Digital Audio (slides 3–4)

Two characteristics of digital sound – sampling and quantisation – permit to introduce en passant the main concepts of digitisation.

Let’s consider an analogue signal, a sound in the real world:

  • sampling is the reduction of this continuous signal to a discrete signal (to a sequence of tiny sections);
  • quantisation is the process of mapping an infinite set of input values to a finite set of output values (to rounded values at a fixed precision).
Sampling (slide 5)

Sampling measures how close-knit the digitisation is done.
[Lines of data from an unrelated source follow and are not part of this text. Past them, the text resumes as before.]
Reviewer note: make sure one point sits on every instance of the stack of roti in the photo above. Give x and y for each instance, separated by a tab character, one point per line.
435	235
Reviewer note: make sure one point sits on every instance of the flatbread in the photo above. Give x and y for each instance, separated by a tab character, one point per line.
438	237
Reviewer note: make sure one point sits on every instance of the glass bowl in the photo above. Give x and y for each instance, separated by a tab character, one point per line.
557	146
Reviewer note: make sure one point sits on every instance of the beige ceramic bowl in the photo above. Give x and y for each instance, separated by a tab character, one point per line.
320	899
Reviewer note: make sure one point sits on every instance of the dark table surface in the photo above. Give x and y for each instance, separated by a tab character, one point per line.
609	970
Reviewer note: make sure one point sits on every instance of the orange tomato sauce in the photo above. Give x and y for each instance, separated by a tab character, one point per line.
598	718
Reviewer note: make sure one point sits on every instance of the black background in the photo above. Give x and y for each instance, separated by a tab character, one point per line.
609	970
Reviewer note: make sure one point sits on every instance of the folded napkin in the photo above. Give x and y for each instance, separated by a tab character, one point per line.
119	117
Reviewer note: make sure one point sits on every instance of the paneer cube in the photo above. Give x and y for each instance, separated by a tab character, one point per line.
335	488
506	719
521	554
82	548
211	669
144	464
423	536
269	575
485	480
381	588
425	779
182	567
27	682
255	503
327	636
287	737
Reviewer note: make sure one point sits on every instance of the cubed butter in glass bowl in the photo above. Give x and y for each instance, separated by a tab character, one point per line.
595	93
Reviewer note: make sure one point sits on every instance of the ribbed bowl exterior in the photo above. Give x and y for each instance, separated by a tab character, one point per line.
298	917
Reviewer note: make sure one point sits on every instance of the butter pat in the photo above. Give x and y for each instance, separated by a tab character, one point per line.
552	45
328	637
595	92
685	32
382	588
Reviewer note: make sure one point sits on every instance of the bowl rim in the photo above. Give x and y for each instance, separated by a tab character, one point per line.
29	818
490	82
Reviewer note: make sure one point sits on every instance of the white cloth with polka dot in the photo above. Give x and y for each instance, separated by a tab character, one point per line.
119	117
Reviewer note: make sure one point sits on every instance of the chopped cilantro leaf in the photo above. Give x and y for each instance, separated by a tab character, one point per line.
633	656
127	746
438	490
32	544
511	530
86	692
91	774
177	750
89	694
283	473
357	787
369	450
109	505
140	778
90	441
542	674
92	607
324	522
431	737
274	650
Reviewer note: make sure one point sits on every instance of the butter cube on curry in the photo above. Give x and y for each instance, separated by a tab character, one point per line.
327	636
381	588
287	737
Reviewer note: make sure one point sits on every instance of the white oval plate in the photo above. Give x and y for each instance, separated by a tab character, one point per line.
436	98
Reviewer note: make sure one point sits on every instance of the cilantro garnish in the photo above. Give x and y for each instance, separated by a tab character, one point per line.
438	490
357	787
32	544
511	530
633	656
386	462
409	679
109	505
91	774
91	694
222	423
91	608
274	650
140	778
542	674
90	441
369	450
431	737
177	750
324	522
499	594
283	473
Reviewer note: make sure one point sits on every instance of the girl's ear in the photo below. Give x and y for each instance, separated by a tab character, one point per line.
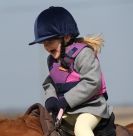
67	38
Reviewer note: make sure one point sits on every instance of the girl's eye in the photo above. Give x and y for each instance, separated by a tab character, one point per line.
52	51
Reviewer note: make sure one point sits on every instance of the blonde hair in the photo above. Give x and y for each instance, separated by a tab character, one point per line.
95	41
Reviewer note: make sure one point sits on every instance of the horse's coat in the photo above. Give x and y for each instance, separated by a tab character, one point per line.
23	126
37	122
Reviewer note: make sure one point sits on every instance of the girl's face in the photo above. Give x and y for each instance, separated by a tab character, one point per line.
53	46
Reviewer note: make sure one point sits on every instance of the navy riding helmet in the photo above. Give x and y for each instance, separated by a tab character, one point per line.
54	22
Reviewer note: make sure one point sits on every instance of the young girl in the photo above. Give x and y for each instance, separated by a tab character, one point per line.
75	82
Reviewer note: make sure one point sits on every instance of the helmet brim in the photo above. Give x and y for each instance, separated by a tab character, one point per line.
43	39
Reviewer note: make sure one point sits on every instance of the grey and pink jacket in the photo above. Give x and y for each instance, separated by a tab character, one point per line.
66	79
82	85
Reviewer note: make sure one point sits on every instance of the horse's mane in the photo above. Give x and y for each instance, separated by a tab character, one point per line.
26	124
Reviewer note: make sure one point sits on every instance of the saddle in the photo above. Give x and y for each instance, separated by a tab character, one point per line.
45	118
106	127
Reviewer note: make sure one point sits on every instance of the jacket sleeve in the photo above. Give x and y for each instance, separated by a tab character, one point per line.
87	65
49	89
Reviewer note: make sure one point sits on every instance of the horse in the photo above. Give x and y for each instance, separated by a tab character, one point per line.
38	122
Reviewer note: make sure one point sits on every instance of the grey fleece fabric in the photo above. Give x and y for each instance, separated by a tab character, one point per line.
87	65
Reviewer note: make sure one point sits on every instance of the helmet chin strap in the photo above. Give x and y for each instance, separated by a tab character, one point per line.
62	54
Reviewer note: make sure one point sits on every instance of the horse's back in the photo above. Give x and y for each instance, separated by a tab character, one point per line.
22	126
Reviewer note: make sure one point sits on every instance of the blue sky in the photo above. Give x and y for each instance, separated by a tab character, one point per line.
23	68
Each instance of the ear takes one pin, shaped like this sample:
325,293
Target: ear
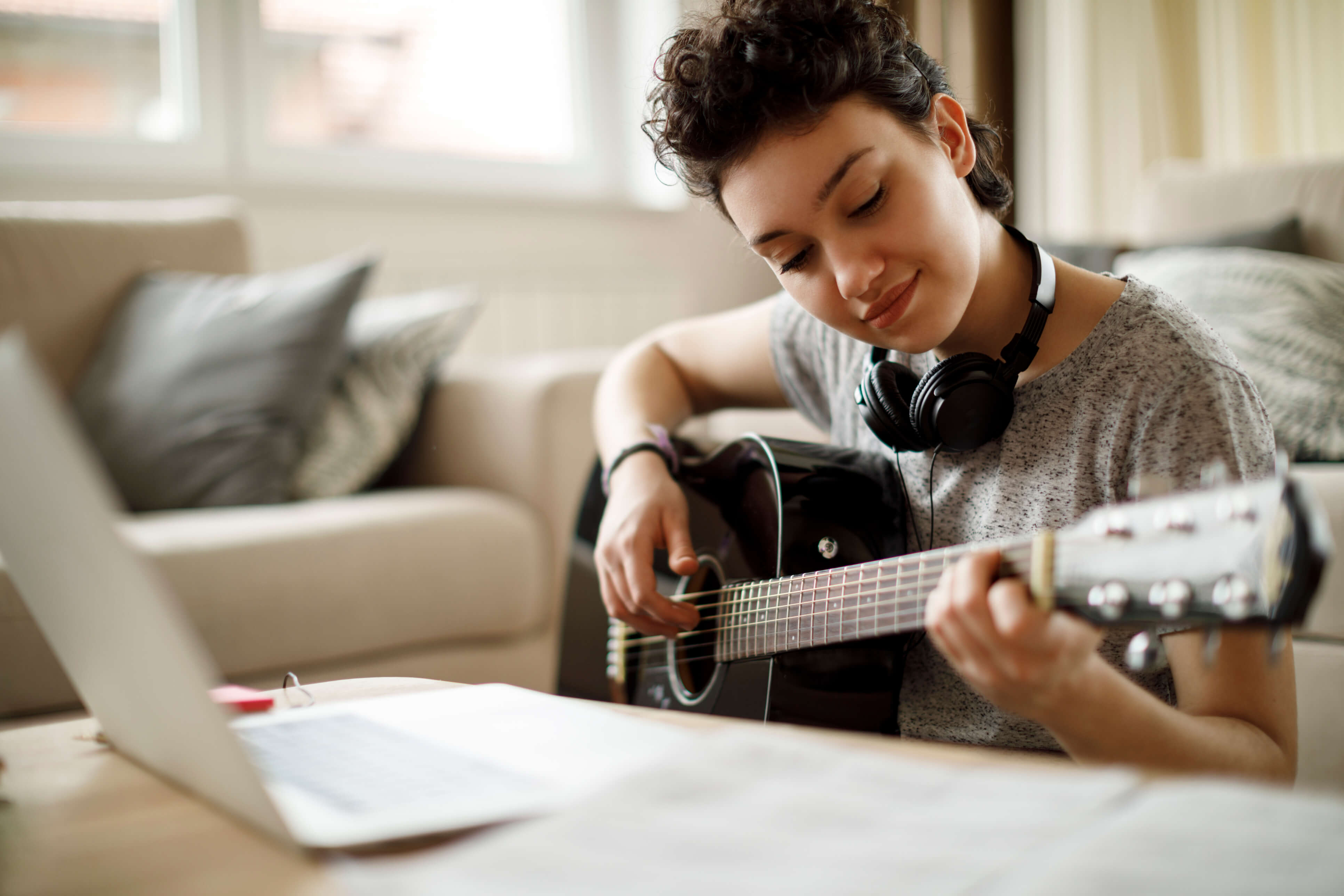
949,123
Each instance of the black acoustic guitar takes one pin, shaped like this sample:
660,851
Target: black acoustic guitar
808,598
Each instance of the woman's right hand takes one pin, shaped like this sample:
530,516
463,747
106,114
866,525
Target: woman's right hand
646,510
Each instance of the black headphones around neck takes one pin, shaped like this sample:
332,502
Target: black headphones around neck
964,401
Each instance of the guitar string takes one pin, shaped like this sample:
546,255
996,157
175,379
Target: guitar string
901,626
762,604
762,641
1011,554
921,581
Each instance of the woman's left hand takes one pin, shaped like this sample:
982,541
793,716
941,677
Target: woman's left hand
1021,659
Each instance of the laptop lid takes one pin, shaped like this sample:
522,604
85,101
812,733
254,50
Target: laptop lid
126,644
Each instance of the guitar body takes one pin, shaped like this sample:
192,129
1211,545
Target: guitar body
808,595
760,508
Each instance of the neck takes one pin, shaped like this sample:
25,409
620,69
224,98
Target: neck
835,606
999,303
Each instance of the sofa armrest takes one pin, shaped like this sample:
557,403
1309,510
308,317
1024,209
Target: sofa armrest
521,425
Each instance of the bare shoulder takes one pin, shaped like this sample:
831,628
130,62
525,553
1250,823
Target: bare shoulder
723,359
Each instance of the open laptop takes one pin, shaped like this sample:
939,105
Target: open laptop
325,777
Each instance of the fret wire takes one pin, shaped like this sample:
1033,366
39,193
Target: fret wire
924,578
1014,557
904,620
902,605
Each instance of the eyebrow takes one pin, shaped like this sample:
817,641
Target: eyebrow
830,187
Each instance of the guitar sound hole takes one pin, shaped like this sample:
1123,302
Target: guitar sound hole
694,652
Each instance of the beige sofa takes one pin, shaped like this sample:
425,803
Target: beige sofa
454,574
405,582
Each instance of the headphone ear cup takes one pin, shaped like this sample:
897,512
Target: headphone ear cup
886,409
960,403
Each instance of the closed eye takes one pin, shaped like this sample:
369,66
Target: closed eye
873,205
796,263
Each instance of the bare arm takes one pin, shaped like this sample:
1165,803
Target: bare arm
685,369
1238,717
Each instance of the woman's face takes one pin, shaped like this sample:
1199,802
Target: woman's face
866,224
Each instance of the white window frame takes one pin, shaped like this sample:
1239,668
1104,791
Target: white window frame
588,176
229,148
194,34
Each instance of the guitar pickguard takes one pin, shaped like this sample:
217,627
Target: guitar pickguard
760,508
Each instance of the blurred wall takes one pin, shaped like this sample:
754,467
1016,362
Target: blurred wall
553,274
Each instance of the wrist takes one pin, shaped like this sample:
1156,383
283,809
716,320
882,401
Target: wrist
661,447
1084,684
644,467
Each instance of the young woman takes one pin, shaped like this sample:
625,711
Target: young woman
837,148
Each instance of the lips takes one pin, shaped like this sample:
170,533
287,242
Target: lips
889,310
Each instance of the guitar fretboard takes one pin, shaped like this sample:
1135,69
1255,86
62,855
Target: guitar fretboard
847,604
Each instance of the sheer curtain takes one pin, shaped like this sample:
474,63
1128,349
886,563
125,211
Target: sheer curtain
1108,88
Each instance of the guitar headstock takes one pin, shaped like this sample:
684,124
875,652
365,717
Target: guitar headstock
1235,554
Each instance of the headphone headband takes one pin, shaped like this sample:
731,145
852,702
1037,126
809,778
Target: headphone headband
1021,350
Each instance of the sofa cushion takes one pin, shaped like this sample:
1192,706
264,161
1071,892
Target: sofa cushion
1284,318
203,386
323,584
395,344
65,265
297,584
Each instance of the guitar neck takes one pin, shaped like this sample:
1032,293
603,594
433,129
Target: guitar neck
847,604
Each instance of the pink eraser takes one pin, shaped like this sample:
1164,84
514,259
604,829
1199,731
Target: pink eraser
241,699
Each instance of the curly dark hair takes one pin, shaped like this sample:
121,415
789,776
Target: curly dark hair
761,65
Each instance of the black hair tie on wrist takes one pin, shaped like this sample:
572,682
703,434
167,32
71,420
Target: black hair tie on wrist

In a certain sense, it measures the sound quantity,1 and is similar to the resolution for the image. If the frequency increases, then the number of different values that are generated can increase. The unit is hertz (Hz), the number of measurements taken during every single second.

Some current sampling rates are:

  • 44.1 kHz is the CD quality;
  • 48 kHz is a sampling rate often used for postproduction. It can also be chosen instead of 44.1 kHz for access and diffusion;
  • 96 kHz is a good sampling rate for archiving;
  • 192 kHz is an excellent sampling rate for archiving, but it needs the double storage space in comparison to 96 kHz.

In the real world the archive must made the best possible compromise in a longterm perspective: What sampling can the archive afford over a long period of time, at least over many decades?

Quantisation (slide 6)

Quantisation measures how precise the digitisation of one cycle of sampling is done. In other words, it tells how many different steps can be differentiated at every measurement. This is one of the factors that determine the sound quality.

Typical sound quantisation rates are:

  • 16 bit for access and diffusion;
  • 24 bit for archiving.

This switch from 16 bit to 24 bit gives 8 additional bits or 1 additional byte. In a binary system every bit has one of the two values 0 or 1. That means that these 8 additional bits give 2 power 8 equals 256 times more possibilities to code the sound quality. Otherwise said, by increasing from 16 bit to 24 bit the quantisation, the needed storage space increases by 50%, yet theoretically the sound quality increases by 25 600%.


Note

1
This designation by the author is not used in the technical literature.